The International Monetary Fund (IMF) has indicated that global trade expanded by merely 0.5% in the first quarter of 2019, marking the slowest year-on-year pace of growth since 2012.
This certainly comes as disturbing news as there are also signals that a more significant slowdown is possible.
With the IMF lowering its forecast for global growth this year and the next, the world community should take a more serious note of the issue and address prevailing concerns caused by factors such as additional US-China tariffs, technology tensions and a disorderly Brexit.
These could compound problems by further slowing growth, weakening investment and disrupting supply chains.
IMF Chief Economist Gita Gopinath has indicated that she does not see signs of a recession, but does see significant downside risks for global growth going forward, including escalating trade wars.
The negative consequences of policy uncertainty are visible in the diverging trends between the manufacturing and services sector, and the significant weakness in global trade.
Manufacturing purchasing manager indices continue to decline alongside worsening business sentiment as businesses hold off on investment in the face of high uncertainty.
Euro zone business growth was weaker than expected in July, hampered by a deepening contraction in manufacturing.
A recession in Germany’s manufacturing sector worsened in July while French business growth also slowed unexpectedly in the month.

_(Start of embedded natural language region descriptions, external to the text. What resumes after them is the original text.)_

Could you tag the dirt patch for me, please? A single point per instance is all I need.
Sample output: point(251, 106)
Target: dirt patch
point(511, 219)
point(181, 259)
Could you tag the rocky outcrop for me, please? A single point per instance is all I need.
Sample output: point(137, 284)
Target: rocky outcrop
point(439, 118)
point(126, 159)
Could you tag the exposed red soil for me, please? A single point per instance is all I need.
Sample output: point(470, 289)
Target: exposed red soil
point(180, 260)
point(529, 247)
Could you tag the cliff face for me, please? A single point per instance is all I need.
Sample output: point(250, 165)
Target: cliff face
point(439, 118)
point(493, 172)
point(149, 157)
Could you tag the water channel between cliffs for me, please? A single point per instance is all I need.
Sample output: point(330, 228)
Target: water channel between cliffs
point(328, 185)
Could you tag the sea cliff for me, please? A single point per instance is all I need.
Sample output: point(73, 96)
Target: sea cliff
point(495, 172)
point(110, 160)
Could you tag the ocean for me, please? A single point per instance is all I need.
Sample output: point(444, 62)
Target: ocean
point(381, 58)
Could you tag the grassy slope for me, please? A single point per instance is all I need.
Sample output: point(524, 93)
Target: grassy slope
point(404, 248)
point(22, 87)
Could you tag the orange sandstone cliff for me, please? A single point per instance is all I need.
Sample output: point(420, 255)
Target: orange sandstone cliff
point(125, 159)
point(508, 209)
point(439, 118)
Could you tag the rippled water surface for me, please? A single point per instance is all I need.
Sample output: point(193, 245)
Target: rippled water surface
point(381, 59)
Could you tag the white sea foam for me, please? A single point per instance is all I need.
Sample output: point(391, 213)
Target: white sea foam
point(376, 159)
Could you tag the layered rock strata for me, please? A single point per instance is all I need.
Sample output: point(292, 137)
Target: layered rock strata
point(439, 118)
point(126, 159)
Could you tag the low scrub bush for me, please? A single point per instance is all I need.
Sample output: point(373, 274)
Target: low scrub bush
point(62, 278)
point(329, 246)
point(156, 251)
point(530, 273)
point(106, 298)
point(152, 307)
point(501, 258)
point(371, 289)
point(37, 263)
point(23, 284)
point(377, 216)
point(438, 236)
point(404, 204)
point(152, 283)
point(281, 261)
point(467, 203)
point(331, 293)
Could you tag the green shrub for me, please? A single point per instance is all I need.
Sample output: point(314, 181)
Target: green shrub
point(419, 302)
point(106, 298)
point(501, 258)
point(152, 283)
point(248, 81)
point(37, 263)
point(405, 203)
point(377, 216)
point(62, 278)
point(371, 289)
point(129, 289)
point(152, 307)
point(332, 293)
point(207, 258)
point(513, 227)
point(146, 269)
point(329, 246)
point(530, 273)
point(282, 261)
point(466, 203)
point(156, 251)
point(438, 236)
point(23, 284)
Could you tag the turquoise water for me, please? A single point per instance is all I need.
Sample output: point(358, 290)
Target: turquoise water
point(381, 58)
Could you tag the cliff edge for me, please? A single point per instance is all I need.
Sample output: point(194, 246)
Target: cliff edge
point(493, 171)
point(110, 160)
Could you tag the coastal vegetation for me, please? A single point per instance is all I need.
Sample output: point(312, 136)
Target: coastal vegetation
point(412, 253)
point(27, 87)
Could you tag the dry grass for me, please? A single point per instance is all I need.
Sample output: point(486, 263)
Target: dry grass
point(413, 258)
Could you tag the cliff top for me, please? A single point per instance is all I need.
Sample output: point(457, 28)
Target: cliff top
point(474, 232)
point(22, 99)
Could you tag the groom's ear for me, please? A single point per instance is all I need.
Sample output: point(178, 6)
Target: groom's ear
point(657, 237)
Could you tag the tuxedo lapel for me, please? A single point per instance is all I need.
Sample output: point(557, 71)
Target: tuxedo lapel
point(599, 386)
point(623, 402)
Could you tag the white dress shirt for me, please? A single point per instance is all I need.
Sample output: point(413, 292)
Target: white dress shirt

Amid the worrisome trend, the positive development is that the US and Chinese negotiators are expected to restart trade negotiations in Shanghai on July 30, aimed at improving the trade relationship between the world’s two largest economies,
US Treasury Secretary Steven Mnuchin and US Trade Representative Robert Lighthizer will lead the American team, while Chinese Vice Premier Liu He will lead negotiations for China, as per a White House statement.
The discussions are likely to cover a range of issues, including intellectual property, forced technology transfer, non-tariff barriers, agriculture, services, the trade deficit, and enforcement.
Protectionist and unilateral approaches on trade are not the best way forward and only tend to fuel fear among investors.
In a highly connected world, moving further away from an open, fair and rules-based trade system cannot be termed sensible.
Economic issues can have a direct impact on lives of people across the globe and could even lead to social and health problems in the form of joblessness and depression.
It is hence necessary that the international community take remedial measures swiftly before things get out of hand.
The global economy clearly remains at a delicate juncture and it would be pertinent to adopt policies to support growth, as suggested by IMF officials.
Monetary policy should remain accommodative especially where inflation is softening below target. But it needs to be accompanied by sound trade policies that would lift the outlook and reduce downside risks. With persistently low interest rates, macroprudential tools should be deployed to ensure that financial risks do not build up.
Fiscal policy should balance growth, equity, and sustainability concerns, including protecting society’s most vulnerable.
The need for greater global cooperation is urgent. In addition to resolving trade and technology tensions, countries should work together to address issues such as climate change, international taxation, corruption, cybersecurity and the challenges of emerging digital payment technologies.
Primarily, tariffs should not be used to target bilateral trade balances or as a general-purpose tool to tackle international disagreements.
Instead, the rules-based multilateral trading system should be strengthened to encompass areas such as digital services, subsidies and technology transfer.